So it turns out having a developing but getting more awesome teacher voice has its drawbacks. The cough is still there and I am starting to sound like I’m a chain smoker what with the throat clearing and hacking cough and all. But on the bright side I think I’ve found my groove with this new placement and these students. This means I have also found my counter-sassing abilities again. Counter-sassing, for those of you that are unfamiliar is a classroom management tactic I find effective. If a student gives you a bit of friendly (or sometimes unfriendly sass), the key is to use humor to diffuse the situation while addressing a behavior at the same time. Hence the counter sass. An example happened in Wednesday when I had to tell pair of girls to make sure they were paying attention to instruction before they did their lab. One of them said, “are you calling us out, mister?” With my best California Valley Girl impersonation I replied with a “uh, yah.” It was a good moment for me. I knew the student enough that her comment was more about how I would respond and that she does well with humor. Knowing both those things I responded in the way that I did. Five minutes later she called me for help and the little moment was nothing more than that.
I have heard many people say that biology is the first science taught in high school because it is the most relatable to a student’s daily life. While this is true, it also comes with a huge drawback: because students have had their experiences with biological concepts, they also bring with them a set of misconceptions or come into a topic with partially constructed knowledge in a wide possible range. For example, say the words “endocrine system” and you might get a few blank stares. Say “hormone” or “adrenaline” and student’s prior knowledge and misconceptions will come forth. Even though the terms are all closely related, their connection and their scientific purpose are not as strong. In biology, the slate is less blank than it might be for other sciences, which is both a blessing and a challenge.
That was the main motivation for the decision I made when I came up with the Endocrine System model I had the students do. I wanted them to use their prior knowledge, but in a place where their misconceptions would not hinder their learning and could be dealt with at a later time, when they had more understanding to go off of. The model had the students use their understanding of shape specificity (that they learned through enzymes) and the body systems (which we had just talked about for two days prior). I also picked hormones which were familiar, but used their scientific names as to prevent those misconceptions popping up until later. By calling it epinephrine instead of adrenaline, students would be able to go through the model with a hormone and focus on the model rather than what they think adrenaline does to the body.

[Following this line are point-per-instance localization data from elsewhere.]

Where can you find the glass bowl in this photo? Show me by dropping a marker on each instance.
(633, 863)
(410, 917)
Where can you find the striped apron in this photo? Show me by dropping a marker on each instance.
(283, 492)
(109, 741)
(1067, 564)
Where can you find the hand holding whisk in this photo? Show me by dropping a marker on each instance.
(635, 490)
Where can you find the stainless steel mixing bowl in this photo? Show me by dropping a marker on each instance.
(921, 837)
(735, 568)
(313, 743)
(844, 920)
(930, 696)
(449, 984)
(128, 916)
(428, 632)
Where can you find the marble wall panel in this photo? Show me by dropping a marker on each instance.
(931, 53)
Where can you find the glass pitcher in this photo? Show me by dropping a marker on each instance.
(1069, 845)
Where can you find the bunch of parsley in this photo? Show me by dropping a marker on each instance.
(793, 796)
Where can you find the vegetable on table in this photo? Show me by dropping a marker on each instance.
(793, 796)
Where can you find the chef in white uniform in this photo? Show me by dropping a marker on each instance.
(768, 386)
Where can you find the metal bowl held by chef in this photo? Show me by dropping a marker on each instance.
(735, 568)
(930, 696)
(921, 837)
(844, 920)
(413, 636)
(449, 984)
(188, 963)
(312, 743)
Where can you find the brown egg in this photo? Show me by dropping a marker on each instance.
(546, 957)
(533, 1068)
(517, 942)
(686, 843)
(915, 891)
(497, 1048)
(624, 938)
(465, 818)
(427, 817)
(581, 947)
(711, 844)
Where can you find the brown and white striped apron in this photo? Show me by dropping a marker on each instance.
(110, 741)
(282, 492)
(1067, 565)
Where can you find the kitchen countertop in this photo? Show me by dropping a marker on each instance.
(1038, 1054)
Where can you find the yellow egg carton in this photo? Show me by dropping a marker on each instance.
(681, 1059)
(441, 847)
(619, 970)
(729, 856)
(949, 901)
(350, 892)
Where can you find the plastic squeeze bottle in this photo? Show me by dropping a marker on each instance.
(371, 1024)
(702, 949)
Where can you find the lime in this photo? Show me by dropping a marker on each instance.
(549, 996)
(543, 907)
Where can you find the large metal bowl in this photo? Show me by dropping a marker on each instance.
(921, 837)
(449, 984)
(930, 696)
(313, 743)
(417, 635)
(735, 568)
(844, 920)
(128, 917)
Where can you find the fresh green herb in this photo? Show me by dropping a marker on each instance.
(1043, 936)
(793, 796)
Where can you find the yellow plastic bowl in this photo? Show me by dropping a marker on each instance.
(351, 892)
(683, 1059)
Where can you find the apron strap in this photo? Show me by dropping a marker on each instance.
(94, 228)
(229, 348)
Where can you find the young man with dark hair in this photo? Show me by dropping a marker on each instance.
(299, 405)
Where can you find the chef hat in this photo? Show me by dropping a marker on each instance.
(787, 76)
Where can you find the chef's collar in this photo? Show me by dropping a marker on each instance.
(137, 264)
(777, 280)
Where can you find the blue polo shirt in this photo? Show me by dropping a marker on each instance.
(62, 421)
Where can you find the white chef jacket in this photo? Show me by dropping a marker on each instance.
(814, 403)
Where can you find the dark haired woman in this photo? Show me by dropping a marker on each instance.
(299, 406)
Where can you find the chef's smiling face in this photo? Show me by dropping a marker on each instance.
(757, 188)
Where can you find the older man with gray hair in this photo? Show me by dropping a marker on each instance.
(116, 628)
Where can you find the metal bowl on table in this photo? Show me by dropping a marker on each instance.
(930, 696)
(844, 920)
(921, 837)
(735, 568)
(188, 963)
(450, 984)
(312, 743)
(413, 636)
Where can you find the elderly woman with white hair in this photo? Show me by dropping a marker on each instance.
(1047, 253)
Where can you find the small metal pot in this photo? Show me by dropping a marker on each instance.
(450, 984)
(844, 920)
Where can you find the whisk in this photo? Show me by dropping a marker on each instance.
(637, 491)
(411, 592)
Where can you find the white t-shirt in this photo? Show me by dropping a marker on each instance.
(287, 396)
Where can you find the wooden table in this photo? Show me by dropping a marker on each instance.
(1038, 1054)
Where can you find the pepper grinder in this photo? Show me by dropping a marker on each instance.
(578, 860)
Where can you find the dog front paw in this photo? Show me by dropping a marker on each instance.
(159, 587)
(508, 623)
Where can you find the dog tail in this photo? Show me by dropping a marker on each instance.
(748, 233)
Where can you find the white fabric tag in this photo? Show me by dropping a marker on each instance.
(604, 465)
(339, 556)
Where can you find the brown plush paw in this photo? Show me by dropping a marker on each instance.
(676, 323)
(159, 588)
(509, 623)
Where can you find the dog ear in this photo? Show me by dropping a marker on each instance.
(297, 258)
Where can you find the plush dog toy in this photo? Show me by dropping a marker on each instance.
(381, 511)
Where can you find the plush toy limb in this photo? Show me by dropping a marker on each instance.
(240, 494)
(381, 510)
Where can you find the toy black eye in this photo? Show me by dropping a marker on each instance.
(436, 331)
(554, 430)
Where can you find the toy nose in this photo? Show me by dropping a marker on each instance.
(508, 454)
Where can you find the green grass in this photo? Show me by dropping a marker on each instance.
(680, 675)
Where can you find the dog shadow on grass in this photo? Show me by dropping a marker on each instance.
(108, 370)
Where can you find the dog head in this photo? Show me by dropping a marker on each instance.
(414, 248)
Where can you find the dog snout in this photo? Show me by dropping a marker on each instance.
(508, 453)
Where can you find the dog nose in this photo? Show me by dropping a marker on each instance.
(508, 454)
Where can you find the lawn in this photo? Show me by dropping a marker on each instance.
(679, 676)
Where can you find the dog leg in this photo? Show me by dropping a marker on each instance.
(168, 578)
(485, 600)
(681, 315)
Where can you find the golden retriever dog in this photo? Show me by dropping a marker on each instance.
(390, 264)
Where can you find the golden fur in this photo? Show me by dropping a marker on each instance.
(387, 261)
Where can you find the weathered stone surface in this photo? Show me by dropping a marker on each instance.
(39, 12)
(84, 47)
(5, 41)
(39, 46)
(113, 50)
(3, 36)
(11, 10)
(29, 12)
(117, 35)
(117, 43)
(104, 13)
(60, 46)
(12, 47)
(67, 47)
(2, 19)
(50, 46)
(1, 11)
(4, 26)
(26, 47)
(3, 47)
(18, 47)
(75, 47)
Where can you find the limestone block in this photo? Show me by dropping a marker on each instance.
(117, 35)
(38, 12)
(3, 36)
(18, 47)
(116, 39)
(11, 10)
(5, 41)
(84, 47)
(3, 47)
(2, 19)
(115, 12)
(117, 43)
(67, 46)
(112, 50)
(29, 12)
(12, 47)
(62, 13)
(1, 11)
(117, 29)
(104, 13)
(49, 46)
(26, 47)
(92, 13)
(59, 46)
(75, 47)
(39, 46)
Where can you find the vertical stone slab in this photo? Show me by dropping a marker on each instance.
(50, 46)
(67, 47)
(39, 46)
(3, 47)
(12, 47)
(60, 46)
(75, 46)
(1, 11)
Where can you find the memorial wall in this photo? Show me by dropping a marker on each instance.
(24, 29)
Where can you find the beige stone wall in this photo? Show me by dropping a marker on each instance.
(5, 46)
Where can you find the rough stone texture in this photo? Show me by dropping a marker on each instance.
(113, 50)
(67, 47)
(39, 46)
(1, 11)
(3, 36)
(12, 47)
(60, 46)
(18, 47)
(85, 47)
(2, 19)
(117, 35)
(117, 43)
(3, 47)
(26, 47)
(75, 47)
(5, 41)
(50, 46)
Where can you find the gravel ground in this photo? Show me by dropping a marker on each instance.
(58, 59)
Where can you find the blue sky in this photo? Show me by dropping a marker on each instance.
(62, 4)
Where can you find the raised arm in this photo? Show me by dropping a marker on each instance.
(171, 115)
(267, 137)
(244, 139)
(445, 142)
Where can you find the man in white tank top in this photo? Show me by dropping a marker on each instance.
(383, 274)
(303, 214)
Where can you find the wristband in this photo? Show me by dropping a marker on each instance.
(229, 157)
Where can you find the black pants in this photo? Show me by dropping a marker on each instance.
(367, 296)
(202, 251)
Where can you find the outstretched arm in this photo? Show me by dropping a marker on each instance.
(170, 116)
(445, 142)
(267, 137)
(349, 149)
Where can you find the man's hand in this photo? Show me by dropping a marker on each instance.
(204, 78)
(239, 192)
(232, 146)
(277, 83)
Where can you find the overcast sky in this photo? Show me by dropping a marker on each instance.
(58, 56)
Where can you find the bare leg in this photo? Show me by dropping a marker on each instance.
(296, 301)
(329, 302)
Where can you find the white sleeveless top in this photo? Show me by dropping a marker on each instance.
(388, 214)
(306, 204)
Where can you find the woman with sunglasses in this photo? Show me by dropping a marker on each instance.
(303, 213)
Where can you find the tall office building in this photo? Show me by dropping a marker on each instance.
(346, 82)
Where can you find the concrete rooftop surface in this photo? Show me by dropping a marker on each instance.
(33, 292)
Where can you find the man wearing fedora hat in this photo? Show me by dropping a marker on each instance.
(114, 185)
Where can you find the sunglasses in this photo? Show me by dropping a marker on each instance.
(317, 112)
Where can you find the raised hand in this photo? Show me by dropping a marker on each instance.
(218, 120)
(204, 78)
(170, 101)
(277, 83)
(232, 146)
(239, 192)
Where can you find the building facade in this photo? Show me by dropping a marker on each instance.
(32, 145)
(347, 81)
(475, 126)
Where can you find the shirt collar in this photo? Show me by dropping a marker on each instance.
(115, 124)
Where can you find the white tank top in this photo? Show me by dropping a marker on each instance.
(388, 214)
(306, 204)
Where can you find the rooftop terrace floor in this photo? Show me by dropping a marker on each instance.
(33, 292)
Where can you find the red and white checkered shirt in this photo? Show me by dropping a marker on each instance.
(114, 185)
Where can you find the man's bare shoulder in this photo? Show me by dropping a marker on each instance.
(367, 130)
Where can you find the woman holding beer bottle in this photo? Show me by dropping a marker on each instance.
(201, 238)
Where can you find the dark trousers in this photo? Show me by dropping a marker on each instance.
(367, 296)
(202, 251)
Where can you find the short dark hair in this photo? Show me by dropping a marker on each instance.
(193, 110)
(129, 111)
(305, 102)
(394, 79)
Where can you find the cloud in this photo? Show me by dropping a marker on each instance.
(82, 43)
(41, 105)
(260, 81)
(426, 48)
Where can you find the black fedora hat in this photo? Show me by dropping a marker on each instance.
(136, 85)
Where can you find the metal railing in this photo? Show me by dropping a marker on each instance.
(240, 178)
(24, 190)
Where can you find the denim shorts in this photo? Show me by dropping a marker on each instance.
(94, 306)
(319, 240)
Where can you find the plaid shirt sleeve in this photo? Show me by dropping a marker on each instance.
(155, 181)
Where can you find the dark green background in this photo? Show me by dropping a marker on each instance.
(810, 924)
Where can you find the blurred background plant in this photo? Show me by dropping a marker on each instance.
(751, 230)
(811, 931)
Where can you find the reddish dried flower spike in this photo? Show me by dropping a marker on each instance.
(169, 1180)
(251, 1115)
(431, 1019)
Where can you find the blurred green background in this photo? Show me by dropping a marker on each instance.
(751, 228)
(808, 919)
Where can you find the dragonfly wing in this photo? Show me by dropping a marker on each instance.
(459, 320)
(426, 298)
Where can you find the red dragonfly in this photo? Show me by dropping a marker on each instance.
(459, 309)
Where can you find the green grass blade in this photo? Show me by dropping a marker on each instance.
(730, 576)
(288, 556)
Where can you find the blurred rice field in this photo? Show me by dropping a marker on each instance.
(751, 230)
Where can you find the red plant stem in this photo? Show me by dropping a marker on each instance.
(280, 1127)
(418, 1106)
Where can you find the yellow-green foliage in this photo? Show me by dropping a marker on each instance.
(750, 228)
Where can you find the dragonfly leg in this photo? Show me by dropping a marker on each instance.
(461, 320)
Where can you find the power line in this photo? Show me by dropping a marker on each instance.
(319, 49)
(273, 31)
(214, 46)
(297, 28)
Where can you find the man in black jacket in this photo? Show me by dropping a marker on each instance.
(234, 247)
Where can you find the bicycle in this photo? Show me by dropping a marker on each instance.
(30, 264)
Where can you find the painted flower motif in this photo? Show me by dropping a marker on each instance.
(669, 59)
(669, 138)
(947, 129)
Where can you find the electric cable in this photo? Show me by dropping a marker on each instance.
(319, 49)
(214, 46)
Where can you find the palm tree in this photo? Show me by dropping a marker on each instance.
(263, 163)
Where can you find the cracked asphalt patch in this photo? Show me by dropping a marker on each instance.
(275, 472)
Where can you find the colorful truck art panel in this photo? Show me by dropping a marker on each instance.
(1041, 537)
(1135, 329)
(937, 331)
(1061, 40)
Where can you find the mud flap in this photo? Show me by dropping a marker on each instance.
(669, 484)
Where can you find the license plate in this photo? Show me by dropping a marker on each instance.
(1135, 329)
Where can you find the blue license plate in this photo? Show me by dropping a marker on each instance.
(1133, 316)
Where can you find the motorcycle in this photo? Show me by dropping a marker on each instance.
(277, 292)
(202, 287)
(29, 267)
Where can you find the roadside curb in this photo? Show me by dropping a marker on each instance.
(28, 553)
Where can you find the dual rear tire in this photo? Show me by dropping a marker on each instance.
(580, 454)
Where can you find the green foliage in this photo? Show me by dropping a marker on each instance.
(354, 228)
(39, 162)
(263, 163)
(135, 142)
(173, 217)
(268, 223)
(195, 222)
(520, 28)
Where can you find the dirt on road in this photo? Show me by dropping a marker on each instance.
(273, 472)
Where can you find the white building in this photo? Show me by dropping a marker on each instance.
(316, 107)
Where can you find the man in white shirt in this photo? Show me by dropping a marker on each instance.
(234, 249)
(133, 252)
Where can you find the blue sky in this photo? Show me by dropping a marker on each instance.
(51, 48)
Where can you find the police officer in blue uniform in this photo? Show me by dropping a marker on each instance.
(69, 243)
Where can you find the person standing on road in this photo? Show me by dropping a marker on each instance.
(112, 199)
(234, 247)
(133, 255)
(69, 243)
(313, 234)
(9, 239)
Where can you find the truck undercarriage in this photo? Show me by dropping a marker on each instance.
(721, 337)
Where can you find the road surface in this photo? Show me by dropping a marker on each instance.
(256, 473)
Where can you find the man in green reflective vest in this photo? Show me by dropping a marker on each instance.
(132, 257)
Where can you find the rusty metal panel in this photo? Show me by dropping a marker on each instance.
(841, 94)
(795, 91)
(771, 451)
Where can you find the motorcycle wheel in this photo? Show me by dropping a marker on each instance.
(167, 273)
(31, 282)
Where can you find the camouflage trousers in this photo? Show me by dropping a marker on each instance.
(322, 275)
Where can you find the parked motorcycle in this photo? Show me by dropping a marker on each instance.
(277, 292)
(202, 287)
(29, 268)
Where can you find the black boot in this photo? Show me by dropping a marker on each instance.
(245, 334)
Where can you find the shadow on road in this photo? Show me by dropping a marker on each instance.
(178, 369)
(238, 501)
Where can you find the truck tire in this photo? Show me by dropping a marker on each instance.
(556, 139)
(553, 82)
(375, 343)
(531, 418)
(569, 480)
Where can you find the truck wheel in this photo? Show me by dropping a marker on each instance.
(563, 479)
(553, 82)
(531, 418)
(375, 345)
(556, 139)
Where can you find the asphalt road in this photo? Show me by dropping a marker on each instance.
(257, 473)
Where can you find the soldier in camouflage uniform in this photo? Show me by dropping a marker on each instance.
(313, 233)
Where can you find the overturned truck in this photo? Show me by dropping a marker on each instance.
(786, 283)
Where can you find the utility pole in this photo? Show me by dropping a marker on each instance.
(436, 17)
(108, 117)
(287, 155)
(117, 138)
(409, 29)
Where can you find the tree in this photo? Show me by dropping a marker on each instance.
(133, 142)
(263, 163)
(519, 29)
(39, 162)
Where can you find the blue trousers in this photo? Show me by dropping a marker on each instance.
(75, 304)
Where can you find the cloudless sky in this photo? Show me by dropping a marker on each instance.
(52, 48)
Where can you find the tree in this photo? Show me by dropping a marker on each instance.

I think one main thing I might change is that I would have the students try and deduce what the individual parts of the model corresponded to rather than me telling them. It would have grounded the model better and contextualizing it would have been a better experience.
Since the next units coming up for me will be in genetics and evolution, there will be mixed prior knowledge and misconceptions aplenty, so balancing prior knowledge is a skill I will get some good real experience in.
Until next time! And while there is lesson planning, edTPA, and the ol’ job search. There’s always the little things… like a week to sleep in, catching up with friends and family for real, and moments to just make a cup of tea/coffee and stare out a window, so enjoy.